La spada di Damocle della scomunica e di Worms pende sul suo capo. Ed egli attacca: «Il tempo di tacere è passato, è arrivato il tempo di parlare: così dice l’Ecclesiaste». È l’abbrivo del primo dei tre testi programmatici usciti in quell’anno: Alla nobiltà cristiana di nazione tedesca. Un libello, sono sue parole, «atroce e feroce», mosso «da un impetuoso vento di libertà». Il secondo, La prigionia babilonese della Chiesa, è un ribaltamento della concezione della «Babilonia romana» dei sacramenti. Anche qui, un effetto liberatorio con il ricorso alle fondamenta scritturali. Il terzo è dedicato, segno di pace e non già di obbedienza, a Leone X: La libertà del cristiano. Nasce una nuova sorta di libertà, quella del cristiano, nata «dalle lotte religiose e politiche dell’età della Riforma: la libertà di coscienza. Fu Lutero con lo scritto del 1520 a fare il passo decisivo verso l’affermazione di quella libertà». Un testo dal contenuto da cui emerge il messaggio di liberazione e di libertà fondato sul sola Scriptura: «una minaccia vivente per i tutori dell’ordine costituito e per la Chiesa che se ne faceva garante».

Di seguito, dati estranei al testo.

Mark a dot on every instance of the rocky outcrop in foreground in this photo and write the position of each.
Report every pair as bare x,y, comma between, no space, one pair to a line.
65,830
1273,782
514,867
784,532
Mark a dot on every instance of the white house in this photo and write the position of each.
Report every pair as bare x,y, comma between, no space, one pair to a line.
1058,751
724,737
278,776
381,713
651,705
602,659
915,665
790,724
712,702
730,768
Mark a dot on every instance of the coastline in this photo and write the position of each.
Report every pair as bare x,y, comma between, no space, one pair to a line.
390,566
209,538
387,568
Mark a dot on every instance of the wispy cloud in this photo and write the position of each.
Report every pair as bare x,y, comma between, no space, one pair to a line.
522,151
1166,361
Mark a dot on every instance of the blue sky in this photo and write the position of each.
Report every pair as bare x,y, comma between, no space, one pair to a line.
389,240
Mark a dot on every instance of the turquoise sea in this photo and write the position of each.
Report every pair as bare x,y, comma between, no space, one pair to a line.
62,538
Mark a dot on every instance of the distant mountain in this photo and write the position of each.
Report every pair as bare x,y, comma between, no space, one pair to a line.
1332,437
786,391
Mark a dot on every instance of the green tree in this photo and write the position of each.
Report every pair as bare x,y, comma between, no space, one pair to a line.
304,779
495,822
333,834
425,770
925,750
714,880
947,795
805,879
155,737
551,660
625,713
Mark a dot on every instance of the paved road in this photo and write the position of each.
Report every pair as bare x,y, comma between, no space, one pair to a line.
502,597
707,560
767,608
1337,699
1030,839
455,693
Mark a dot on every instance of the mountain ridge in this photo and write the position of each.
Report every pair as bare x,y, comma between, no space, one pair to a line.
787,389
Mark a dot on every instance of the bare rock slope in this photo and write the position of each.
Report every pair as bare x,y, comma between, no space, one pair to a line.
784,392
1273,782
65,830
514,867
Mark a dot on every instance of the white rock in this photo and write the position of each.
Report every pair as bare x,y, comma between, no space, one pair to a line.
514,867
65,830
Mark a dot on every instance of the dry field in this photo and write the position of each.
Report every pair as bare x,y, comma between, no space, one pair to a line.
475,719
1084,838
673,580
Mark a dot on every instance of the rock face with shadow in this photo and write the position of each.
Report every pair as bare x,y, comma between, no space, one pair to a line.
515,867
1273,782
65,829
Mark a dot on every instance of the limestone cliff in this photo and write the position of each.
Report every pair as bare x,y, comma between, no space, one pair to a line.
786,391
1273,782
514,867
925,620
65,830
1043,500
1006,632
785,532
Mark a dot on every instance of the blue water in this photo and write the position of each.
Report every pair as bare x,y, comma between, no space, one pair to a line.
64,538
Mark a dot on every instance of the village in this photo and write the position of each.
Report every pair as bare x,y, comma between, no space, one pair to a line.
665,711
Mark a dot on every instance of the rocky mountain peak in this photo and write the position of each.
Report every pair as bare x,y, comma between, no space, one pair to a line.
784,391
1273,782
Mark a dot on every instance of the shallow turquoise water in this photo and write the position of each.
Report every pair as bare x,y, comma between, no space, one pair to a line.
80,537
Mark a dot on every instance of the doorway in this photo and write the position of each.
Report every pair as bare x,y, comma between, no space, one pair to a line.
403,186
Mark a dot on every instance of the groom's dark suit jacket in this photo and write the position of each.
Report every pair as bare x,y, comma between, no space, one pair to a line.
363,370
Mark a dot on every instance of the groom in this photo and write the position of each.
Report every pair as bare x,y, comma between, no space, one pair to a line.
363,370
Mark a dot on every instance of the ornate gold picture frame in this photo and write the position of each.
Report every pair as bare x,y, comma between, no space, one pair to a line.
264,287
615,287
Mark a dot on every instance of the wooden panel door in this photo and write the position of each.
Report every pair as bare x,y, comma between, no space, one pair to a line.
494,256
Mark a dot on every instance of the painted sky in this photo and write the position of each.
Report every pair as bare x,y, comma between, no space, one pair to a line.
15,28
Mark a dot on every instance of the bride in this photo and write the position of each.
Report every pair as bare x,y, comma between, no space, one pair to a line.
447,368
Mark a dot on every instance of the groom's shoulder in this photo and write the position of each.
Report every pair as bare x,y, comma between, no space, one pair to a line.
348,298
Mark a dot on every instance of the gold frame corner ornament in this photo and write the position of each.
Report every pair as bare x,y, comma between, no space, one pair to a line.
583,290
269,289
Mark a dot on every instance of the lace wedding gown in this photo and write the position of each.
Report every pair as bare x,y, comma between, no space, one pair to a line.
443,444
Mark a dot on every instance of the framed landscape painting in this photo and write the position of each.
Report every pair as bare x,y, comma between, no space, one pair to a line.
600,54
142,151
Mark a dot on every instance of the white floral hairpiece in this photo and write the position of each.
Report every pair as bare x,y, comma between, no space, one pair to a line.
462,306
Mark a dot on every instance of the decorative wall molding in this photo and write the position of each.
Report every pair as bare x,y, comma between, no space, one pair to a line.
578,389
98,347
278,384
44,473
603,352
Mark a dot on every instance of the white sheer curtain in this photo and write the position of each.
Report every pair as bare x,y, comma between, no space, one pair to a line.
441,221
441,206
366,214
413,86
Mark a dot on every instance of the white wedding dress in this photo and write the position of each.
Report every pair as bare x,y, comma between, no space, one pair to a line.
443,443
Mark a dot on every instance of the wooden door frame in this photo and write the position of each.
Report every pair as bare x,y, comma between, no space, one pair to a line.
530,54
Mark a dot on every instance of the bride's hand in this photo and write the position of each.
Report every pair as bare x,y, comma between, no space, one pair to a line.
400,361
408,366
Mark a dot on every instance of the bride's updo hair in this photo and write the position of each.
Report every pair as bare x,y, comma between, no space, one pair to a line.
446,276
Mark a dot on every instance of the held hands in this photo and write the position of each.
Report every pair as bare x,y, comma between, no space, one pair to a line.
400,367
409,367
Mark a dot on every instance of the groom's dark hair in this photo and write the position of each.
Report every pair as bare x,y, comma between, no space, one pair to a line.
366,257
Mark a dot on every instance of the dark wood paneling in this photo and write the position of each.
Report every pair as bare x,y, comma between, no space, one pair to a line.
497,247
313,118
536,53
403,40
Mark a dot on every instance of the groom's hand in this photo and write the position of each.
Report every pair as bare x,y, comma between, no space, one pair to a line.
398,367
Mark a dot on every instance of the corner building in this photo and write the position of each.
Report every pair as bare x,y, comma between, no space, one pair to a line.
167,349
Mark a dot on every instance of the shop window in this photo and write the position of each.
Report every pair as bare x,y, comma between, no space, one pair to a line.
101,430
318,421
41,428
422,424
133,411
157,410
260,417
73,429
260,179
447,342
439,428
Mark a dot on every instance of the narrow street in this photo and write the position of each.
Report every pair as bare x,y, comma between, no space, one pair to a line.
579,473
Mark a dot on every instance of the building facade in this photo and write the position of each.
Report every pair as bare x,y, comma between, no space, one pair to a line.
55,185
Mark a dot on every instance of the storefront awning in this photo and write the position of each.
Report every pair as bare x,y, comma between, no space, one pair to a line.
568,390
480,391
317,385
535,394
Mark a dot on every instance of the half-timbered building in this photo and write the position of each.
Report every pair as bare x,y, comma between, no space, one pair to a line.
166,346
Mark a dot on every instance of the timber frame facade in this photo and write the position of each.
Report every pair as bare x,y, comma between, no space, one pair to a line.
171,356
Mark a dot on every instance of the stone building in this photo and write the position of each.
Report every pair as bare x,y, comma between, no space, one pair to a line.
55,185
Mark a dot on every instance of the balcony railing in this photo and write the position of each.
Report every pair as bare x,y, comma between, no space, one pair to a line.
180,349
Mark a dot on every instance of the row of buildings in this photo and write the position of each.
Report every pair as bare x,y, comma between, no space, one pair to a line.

Un passo indietro, al 31 ottobre 1517, vigilia di Ognissanti. «La mossa decisiva per la realtà complessiva dei popoli dell’Europa cristiana la fece un monaco agostiniano ossessionato dal peccato e determinato a riportare l’orologio del cristianesimo europeo all’epoca dei Vangeli e delle epistole di san Paolo».

* Adriano Prosperi, Lutero. Gli anni della fede e della libertà. Milano, Mondadori, 2017, pp. 586, euro 28,00.